The Current Marketplace
Consider how you currently watch TV, which could be through broadcast or cable television. If you watch cable, you pay a fee to a provider (like AT&T), which allows you to see certain channels based on your subscription (though that model doesn’t seem to be panning out so well anymore). The providers pay a portion of your subscription fees directly to the networks (an average of about 26 cents per channel). Networks make additional money with the ads they run on their channels as well. If a network doesn’t show ads, you can expect they charge the cable provider substantially more than 26 cents per channel, and the opposite is true if they show an average amount of ads. This is all relative and pretty much a standard business model.

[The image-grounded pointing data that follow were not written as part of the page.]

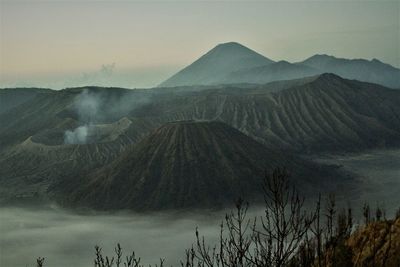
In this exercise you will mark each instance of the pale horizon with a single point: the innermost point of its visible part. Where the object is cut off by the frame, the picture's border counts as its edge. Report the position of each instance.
(62, 44)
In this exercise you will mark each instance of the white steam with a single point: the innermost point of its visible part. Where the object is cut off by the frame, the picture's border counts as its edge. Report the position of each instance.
(77, 136)
(87, 106)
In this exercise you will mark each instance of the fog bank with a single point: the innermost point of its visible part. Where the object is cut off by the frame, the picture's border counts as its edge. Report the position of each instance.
(67, 239)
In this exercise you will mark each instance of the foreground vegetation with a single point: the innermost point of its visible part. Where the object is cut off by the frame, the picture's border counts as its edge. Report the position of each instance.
(288, 234)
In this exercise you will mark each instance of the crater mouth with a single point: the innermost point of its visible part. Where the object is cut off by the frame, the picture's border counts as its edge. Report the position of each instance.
(83, 134)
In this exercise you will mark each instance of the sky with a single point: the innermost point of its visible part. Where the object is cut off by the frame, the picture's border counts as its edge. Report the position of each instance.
(58, 44)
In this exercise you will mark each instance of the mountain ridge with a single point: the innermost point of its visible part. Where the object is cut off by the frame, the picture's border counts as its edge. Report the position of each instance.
(239, 71)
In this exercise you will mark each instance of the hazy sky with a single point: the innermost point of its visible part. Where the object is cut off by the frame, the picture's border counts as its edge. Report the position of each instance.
(139, 44)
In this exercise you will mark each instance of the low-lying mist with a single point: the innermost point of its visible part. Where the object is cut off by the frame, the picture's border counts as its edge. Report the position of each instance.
(65, 238)
(68, 239)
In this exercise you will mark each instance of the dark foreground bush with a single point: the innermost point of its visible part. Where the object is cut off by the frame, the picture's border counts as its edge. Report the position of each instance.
(287, 235)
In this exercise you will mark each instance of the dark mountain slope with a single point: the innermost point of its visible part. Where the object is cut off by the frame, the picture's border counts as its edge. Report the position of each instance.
(216, 65)
(373, 71)
(233, 63)
(29, 168)
(327, 113)
(187, 164)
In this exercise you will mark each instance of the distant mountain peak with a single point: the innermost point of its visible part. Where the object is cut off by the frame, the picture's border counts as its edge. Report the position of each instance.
(217, 64)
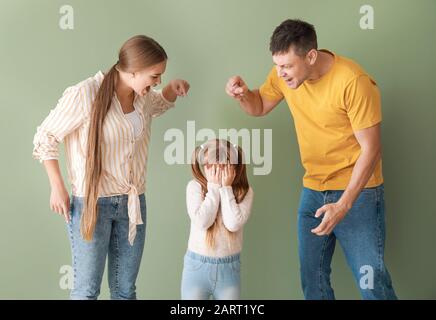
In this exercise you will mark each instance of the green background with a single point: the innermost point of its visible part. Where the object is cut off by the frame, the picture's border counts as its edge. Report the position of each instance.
(208, 41)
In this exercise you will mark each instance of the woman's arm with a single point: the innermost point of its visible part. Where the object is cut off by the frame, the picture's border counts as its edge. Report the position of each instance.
(59, 198)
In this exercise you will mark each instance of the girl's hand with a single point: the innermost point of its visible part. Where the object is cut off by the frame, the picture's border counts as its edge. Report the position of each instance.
(213, 174)
(60, 202)
(228, 175)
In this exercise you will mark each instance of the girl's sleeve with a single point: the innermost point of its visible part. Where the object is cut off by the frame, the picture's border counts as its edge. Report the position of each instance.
(202, 212)
(235, 215)
(67, 116)
(157, 103)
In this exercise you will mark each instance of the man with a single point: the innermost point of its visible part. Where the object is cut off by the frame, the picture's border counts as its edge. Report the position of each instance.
(337, 115)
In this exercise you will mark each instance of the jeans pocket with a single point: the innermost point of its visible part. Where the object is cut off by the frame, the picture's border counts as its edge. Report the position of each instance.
(236, 266)
(192, 264)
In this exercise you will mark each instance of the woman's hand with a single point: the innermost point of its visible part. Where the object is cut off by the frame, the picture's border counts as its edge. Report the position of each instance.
(228, 175)
(60, 202)
(213, 174)
(176, 88)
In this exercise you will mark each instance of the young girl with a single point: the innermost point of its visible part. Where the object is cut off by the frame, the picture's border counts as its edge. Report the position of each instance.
(219, 204)
(105, 123)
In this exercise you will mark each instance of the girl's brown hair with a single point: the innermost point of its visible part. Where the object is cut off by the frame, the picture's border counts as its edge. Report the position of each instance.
(220, 152)
(136, 54)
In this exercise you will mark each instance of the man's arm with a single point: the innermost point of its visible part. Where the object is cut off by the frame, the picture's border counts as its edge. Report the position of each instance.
(370, 143)
(250, 100)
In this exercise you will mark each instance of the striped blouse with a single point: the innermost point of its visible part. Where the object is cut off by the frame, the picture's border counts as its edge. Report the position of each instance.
(124, 156)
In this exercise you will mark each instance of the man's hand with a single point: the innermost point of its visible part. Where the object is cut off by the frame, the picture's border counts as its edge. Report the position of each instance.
(333, 214)
(236, 87)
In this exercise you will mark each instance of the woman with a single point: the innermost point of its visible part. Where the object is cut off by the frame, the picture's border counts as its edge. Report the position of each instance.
(105, 123)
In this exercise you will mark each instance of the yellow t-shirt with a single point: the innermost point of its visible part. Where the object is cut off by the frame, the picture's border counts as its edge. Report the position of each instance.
(326, 111)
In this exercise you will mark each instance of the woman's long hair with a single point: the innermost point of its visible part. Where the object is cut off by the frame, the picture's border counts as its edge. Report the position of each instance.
(220, 152)
(137, 53)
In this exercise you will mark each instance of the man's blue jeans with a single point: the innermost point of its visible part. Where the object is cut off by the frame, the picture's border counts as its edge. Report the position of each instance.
(361, 235)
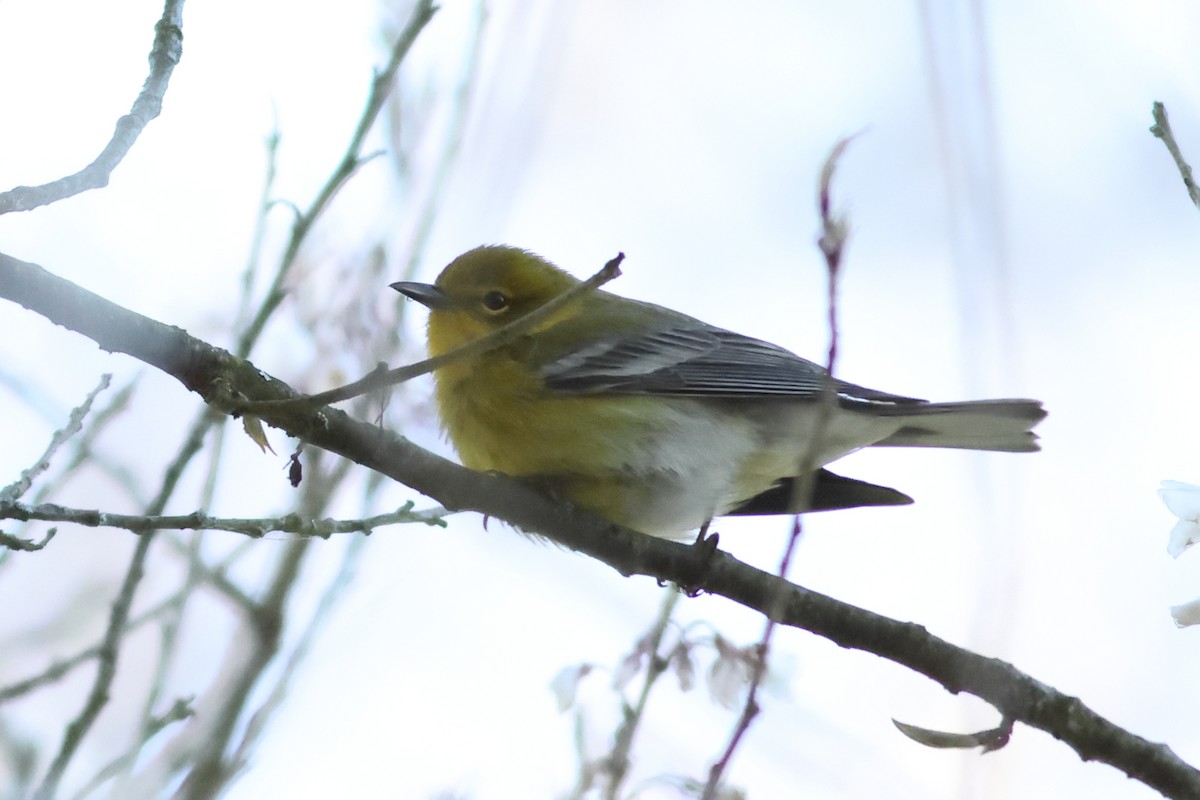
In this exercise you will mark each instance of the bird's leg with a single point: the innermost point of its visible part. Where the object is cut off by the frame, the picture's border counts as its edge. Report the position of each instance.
(705, 547)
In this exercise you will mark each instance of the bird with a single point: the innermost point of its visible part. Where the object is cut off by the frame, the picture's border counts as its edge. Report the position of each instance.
(659, 421)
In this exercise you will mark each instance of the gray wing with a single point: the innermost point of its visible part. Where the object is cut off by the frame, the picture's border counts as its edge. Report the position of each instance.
(699, 361)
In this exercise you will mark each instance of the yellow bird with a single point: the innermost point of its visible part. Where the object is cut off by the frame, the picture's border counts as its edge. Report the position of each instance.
(657, 420)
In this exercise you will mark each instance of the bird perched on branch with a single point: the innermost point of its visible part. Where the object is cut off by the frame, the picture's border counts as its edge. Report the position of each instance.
(657, 420)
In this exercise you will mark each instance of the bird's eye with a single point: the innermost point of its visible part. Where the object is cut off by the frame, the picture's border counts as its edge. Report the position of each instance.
(496, 301)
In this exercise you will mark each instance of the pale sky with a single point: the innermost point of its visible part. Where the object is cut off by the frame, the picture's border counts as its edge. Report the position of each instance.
(1029, 240)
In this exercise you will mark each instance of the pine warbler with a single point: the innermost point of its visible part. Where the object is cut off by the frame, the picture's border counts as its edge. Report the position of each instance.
(659, 421)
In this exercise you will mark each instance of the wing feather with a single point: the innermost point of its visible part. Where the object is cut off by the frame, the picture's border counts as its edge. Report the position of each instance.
(699, 361)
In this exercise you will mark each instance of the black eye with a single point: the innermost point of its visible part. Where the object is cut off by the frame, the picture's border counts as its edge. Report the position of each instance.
(496, 301)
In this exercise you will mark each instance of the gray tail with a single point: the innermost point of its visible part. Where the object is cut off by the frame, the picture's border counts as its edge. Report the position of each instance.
(1003, 425)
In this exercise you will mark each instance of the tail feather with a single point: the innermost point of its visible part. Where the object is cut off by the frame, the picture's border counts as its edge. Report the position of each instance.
(1000, 425)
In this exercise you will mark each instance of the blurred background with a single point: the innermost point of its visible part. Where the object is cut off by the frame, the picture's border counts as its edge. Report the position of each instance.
(1017, 232)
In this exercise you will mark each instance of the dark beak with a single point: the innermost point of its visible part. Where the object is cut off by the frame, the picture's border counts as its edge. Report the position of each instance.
(426, 294)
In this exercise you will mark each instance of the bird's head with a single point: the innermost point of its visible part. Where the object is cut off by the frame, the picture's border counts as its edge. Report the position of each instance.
(484, 289)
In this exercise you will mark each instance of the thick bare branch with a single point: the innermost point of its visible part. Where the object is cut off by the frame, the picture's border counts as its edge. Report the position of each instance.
(225, 382)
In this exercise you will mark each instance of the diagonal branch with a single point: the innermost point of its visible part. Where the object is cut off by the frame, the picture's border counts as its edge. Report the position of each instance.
(166, 53)
(225, 382)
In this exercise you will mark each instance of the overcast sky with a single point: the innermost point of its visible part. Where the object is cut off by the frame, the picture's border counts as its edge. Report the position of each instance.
(1017, 232)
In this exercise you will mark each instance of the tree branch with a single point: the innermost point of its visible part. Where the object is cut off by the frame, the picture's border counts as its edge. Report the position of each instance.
(225, 382)
(165, 54)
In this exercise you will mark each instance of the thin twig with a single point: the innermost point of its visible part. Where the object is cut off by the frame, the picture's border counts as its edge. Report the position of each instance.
(382, 378)
(166, 53)
(252, 527)
(834, 232)
(75, 422)
(1162, 128)
(352, 160)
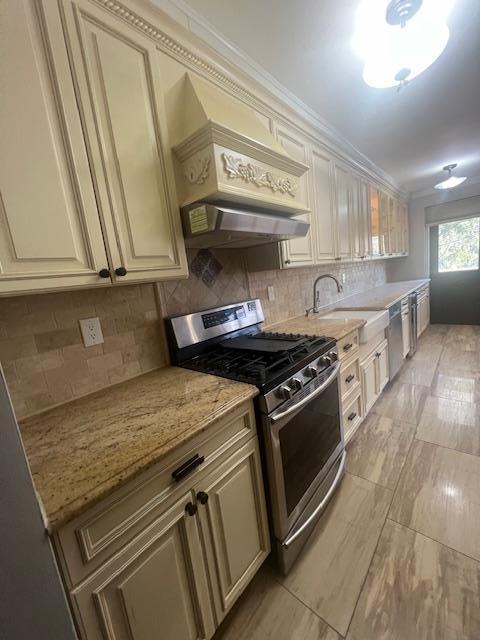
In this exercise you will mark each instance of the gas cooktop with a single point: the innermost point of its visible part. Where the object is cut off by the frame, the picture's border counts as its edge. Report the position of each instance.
(263, 359)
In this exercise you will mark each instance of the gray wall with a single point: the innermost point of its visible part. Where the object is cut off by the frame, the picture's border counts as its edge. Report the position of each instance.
(32, 601)
(416, 265)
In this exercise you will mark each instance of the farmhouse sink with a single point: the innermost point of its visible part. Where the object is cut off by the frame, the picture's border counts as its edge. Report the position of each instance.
(376, 321)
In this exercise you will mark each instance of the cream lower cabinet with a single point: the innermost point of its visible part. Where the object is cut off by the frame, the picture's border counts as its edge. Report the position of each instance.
(162, 559)
(374, 371)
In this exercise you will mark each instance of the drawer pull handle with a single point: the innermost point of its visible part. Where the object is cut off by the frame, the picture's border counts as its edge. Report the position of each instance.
(202, 497)
(187, 467)
(191, 508)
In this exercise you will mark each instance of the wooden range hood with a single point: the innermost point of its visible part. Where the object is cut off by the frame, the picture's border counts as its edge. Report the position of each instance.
(227, 154)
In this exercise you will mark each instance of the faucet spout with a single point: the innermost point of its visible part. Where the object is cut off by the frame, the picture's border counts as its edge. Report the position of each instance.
(315, 308)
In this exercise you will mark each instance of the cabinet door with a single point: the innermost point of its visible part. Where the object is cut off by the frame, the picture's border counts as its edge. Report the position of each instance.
(50, 234)
(343, 218)
(120, 93)
(406, 332)
(382, 366)
(299, 251)
(323, 207)
(234, 523)
(383, 223)
(369, 382)
(156, 588)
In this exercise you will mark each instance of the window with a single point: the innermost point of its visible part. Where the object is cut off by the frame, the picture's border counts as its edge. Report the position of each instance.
(459, 245)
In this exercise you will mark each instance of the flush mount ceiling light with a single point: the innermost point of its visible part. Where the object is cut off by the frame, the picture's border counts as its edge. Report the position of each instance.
(451, 181)
(399, 39)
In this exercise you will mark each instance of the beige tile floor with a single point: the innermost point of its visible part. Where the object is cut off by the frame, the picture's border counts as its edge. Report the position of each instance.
(396, 556)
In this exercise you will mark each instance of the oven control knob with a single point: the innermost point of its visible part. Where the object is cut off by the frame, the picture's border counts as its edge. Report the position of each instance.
(297, 384)
(285, 391)
(311, 371)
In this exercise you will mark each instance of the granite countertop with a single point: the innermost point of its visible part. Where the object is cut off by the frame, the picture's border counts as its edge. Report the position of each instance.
(381, 297)
(81, 451)
(315, 325)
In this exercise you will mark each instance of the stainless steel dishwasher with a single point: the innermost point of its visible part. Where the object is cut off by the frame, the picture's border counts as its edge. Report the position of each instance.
(395, 340)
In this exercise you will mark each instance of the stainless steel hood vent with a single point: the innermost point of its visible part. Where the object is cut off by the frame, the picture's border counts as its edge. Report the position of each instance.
(207, 225)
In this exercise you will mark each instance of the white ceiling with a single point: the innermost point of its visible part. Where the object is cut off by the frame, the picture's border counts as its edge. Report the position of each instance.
(306, 45)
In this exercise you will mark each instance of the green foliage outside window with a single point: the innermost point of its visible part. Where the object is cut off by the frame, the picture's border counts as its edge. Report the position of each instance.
(459, 245)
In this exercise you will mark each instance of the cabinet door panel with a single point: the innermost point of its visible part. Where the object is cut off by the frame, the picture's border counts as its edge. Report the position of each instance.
(369, 382)
(344, 222)
(234, 520)
(157, 588)
(323, 205)
(382, 367)
(121, 76)
(299, 251)
(50, 234)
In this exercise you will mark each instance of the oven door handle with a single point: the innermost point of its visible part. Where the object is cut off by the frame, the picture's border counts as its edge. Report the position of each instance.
(288, 541)
(306, 400)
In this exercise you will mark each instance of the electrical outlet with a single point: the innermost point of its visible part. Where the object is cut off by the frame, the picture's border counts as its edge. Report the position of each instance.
(91, 331)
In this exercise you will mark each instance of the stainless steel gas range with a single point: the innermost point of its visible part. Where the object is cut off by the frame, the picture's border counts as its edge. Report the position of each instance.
(298, 409)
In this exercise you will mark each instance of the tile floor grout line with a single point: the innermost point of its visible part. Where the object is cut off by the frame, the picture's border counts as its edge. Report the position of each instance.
(294, 595)
(442, 544)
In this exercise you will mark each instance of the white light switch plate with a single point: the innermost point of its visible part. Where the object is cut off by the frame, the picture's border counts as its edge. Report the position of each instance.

How Apple Could Shake Things Up
With the introduction of the App Store, we’re starting to see how some industries are shaking up the status quo. For instance, consider the magazine industry. Wired now provides its app directly to consumers, and can sell a digital version of its magazine at a comparable price (per issue) to the newsstand price. Yet, without having to incur the printing costs behind it, and even while giving Apple 30 percent of the revenue, Wired pockets a lucrative profit.
Can the same model work for the television industry? Network providers already provide their content through iTunes, and, through negotiation, have arranged to sell content at $2-$3 per episode. Rumors of 99-cent TV shows have been rampant but unfulfilled, simply because of the tough negotiations required to make it happen. Could the solution be to simply bring an App Store directly to the TV? If so, similar to the Hulu or Netflix app, a network provider like HGTV (s sni) could provide its own app for free and charge within for in-app content, like episodes of a show. If it wanted to provide streaming content of the past few episodes for free, it could do so. As long as it approves of the 70/30 profit split with Apple, it would maintain a lot more control over its content and pricing. The networks would be happy, and Apple would be happy. Networks could still run ads as they wished and earn even more profit.
Who would stand to lose from this? At the outset, nobody, but if such a solution were to become mainstream, then cable providers could begin to see a dip in subscriptions. Why would most consumers pay a monthly fee of $30 to over $100 if they only want to watch a certain show or a certain network? Instead of paying for needless extra content that consumers never watch (based on their own viewing habits), they can pay for content that matters to them. The providers are aware of this, which is why many of them also provide internet service (think about Verizon, Comcast (c cmcsa) and AT&T).